The demo at the top of the page uses this approach.
Use row data for examples
Pass the allowAiAssistantDataSampling prop to use row data to generate examples.
This is useful if you're dealing with non-sensitive data and want to skip creating custom examples for each column.
Data is collected randomly at the cell level, which means that the examples for a given column might not come from the same rows.
Using server-side data
The example below shows how to combine the AI Assistant with server-side data.
Data visualization
AI Assistant analyzes the query to determine if it is helpful to visualize the results.

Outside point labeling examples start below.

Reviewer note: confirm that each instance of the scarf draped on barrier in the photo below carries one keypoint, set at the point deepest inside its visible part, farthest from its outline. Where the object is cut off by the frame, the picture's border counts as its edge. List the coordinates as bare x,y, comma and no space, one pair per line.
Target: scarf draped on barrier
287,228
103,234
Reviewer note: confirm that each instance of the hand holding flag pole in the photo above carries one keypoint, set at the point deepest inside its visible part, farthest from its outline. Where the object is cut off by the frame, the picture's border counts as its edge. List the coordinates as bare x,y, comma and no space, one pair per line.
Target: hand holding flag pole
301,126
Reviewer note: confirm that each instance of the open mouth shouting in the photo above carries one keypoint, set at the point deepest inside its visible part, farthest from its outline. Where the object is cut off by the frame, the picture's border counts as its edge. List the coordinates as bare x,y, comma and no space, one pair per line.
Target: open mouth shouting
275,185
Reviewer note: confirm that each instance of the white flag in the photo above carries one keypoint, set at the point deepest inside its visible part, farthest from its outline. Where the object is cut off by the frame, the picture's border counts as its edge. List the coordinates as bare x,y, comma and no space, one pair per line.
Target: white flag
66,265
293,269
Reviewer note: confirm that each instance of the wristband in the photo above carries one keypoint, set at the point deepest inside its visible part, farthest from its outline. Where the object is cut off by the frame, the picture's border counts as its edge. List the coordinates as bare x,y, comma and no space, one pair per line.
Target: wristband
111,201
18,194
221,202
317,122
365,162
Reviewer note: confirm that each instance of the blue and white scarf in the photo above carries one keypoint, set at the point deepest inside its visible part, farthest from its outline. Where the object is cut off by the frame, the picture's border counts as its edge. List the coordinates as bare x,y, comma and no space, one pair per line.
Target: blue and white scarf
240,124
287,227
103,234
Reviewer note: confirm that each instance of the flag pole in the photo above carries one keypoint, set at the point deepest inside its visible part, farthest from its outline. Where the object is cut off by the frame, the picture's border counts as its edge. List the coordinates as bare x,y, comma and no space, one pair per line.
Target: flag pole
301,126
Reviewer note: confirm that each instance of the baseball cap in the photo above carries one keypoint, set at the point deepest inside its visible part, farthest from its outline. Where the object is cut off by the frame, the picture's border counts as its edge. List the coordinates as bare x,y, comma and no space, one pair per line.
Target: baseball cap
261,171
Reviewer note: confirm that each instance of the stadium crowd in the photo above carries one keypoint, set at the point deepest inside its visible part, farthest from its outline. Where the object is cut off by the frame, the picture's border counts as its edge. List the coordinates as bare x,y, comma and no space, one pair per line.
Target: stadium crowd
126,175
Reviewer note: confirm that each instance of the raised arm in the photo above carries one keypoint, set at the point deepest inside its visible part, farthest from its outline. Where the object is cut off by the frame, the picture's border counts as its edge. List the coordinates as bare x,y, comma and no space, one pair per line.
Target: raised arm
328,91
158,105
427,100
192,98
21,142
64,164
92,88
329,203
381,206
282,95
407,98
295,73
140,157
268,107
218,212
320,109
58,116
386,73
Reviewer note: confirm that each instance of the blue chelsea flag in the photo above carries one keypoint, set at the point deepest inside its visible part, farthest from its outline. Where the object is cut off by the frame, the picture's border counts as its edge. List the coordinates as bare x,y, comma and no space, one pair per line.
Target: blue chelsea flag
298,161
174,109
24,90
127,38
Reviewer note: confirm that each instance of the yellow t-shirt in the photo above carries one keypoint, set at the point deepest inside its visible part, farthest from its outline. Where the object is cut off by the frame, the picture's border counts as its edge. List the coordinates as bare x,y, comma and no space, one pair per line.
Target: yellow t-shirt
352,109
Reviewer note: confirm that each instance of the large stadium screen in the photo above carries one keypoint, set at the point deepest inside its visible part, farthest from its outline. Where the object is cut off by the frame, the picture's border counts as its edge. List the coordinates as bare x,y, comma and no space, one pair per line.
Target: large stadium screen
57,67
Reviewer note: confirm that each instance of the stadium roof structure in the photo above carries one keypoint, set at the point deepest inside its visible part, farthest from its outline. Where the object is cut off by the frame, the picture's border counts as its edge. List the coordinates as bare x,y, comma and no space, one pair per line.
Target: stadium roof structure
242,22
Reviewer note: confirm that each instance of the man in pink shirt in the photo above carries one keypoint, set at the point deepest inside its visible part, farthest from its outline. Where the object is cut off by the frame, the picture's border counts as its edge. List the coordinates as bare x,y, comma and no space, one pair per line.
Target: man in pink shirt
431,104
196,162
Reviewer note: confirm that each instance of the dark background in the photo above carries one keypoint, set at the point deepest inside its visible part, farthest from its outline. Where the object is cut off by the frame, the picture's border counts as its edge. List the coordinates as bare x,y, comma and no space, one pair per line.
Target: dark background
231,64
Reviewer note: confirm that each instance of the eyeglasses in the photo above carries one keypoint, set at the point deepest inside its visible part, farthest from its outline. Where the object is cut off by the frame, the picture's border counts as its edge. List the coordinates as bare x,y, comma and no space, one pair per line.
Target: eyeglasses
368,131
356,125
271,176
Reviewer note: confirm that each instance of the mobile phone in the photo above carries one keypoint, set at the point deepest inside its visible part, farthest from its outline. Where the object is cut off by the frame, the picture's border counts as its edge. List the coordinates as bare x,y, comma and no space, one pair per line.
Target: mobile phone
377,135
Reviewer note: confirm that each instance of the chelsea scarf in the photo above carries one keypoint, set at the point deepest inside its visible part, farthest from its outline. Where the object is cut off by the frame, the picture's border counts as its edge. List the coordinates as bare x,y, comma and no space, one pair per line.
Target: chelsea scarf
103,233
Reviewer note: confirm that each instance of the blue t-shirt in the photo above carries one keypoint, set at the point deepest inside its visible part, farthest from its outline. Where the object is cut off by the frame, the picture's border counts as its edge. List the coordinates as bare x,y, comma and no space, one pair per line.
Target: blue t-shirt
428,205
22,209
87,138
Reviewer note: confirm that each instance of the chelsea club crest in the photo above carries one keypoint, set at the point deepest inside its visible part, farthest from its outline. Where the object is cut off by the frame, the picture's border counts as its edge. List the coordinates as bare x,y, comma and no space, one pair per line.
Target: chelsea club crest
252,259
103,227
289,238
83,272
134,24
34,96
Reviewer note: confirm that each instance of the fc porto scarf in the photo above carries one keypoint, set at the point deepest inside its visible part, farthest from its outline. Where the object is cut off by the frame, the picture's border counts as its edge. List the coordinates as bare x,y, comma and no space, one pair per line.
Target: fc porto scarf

Integrate the Data Grid with MUI X Charts to enable the Data Grid to apply the visualization instructions.
Build your own service
You can replace MUI's hosted processing service with your own prompt processing service. This gives you full control over the AI provider, prompts, logging, routing, and data handling.
Building your own service means the prompt processing no longer depends on MUI's hosted service or a MUI Console API key. You still need Data Grid Premium to use the AI Assistant UI and APIs in the grid.
The Data Grid exposes elements of the AI Assistant feature to integrate with your service:
- The
aiAssistantAPI for processing the prompt results and updating state - The
unstable_gridDefaultPromptResolver()function for passing the prompt and context to the processing service
Integrate these elements with your custom components and methods to suit your specific use case.
You can use a fully custom solution and apply the processing result using other Grid APIs such as setFilterModel() or setSortModel() without the need to structure it as a PromptResponse.
To use unstable_gridDefaultPromptResolver() with your own service, expose an endpoint that accepts the same request body and returns the response shape expected by the resolver.
The request body includes query and context parameters.
conversationId and options are optional.
To keep the previous messages in the context you should pass the conversationId from the previous response.
The response type should be Result<PromptResponse>.
type Result<T> = { ok: false; message: string } | { ok: true; data: T };
If you do not want to use unstable_gridDefaultPromptResolver(), implement onPrompt() directly.
Your resolver should return Promise<PromptResponse>.
Error handling
When onPrompt rejects, the Data Grid automatically displays the error message in the assistant panel.
unstable_gridDefaultPromptResolver() converts { ok: false, message } service responses into a rejected promise, so this happens without any extra handling in your code.
If you want to log errors to an external service before the Data Grid handles them, wrap your implementation in a try/catch and re-throw:
async function processPrompt(
query: string,
context: string,
conversationId?: string,
) {
try {
return await unstable_gridDefaultPromptResolver(
`${PROMPT_RESOLVER_PROXY_BASE_URL}/api/my-custom-path`,
query,
context,
conversationId,
);
} catch (error) {
// Report to your error tracking service (Sentry, Datadog, etc.)
console.error('[AI Assistant] Prompt processing failed:', error);
throw error;
}
}
If users receive unexpected or incorrect grid updates, provide more specific column examples or add an additionalContext string describing what the rows represent.
This gives the model enough context to interpret ambiguous queries correctly.